La ministre zimbabwéenne des Affaires féminines, du genre et du développement communautaires,
l’honorable O. C. Z. Muchinguri, en visite à New Delhi pour discuter avec Maneka Sanjay Gandhi,
ministre indienne des Femmes et du Développement des enfants, juillet 2014.
La ministre zimbabwéenne des Affaires féminines, du genre et du développement communautaires, l’honorable O. C. Z. Muchinguri, en visite à New Delhi pour discuter avec Maneka Sanjay Gandhi, ministre indienne des Femmes et du Développement des enfants, juillet 2014.

Les femmes dans la sphère politique, de l’Argentine au Zimbabwe (3e partie)

L’Inde est souvent qualifiée de « plus grande démocratie du monde ». Au moment où fut signée cette chronique, les élections les plus importantes de l’histoire de l’humanité s’achevaient dans cette république multiethnique, multilingue et multiconfessionnelle d’Asie du Sud : 900 millions d’électrices et d’électeurs se rendaient aux urnes pour se prononcer sur la composition de la Lok Sabha, la chambre basse du parlement, dirigée depuis cinq ans par Narendra Modi du Bharatiya Janata Party (BJP), d’obédience nationaliste hindoue.

Parmi les enjeux de ces législatives, la condition des femmes n’est pas le moindre.

L’Inde vient d’être classée « pays le plus dangereux pour les femmes » par la Fondation Thomson Reuters. Malgré les protestations contre cette désignation, dénoncée notamment par Maneka Sanjay Gandhi, ministre des Femmes et du Développement des enfants, personne ne nie les problèmes.
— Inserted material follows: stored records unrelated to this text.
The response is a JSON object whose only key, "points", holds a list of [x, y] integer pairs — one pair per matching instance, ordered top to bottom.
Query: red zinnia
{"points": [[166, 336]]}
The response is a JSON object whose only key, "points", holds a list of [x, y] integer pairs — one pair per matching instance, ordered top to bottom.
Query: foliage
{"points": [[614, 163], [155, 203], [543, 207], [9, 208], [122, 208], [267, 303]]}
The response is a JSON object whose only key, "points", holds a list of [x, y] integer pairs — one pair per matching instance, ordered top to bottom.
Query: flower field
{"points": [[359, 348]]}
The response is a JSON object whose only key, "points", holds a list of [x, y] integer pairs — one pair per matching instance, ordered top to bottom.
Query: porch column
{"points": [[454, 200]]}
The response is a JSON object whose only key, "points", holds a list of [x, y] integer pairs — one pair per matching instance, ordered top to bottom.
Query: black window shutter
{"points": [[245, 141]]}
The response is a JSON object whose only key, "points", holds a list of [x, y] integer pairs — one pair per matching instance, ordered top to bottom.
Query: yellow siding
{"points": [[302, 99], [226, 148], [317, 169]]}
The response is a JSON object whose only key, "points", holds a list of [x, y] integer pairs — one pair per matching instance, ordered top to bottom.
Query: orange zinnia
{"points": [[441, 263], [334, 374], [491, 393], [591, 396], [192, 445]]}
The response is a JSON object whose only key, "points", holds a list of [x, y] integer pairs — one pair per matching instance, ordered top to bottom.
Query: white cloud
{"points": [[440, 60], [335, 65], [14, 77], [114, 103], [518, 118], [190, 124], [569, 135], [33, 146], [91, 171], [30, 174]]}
Outre la pauvreté endémique, nombre d’outrages affligent la société indienne : viols et autres actes de violence, mariages forcés et infanticides.

En abordant le rôle des femmes dans les hautes sphères du pouvoir politique, quelques questions s’imposent : le bien-être des femmes est-ce un « dossier féminin »? Incombe-t-il surtout aux femmes politiques de s’en occuper, devant d’autres aspects de la gouvernance d’un pays? Le leadership féminin a-t-il forcément un effet positif sur la situation globale des citoyennes?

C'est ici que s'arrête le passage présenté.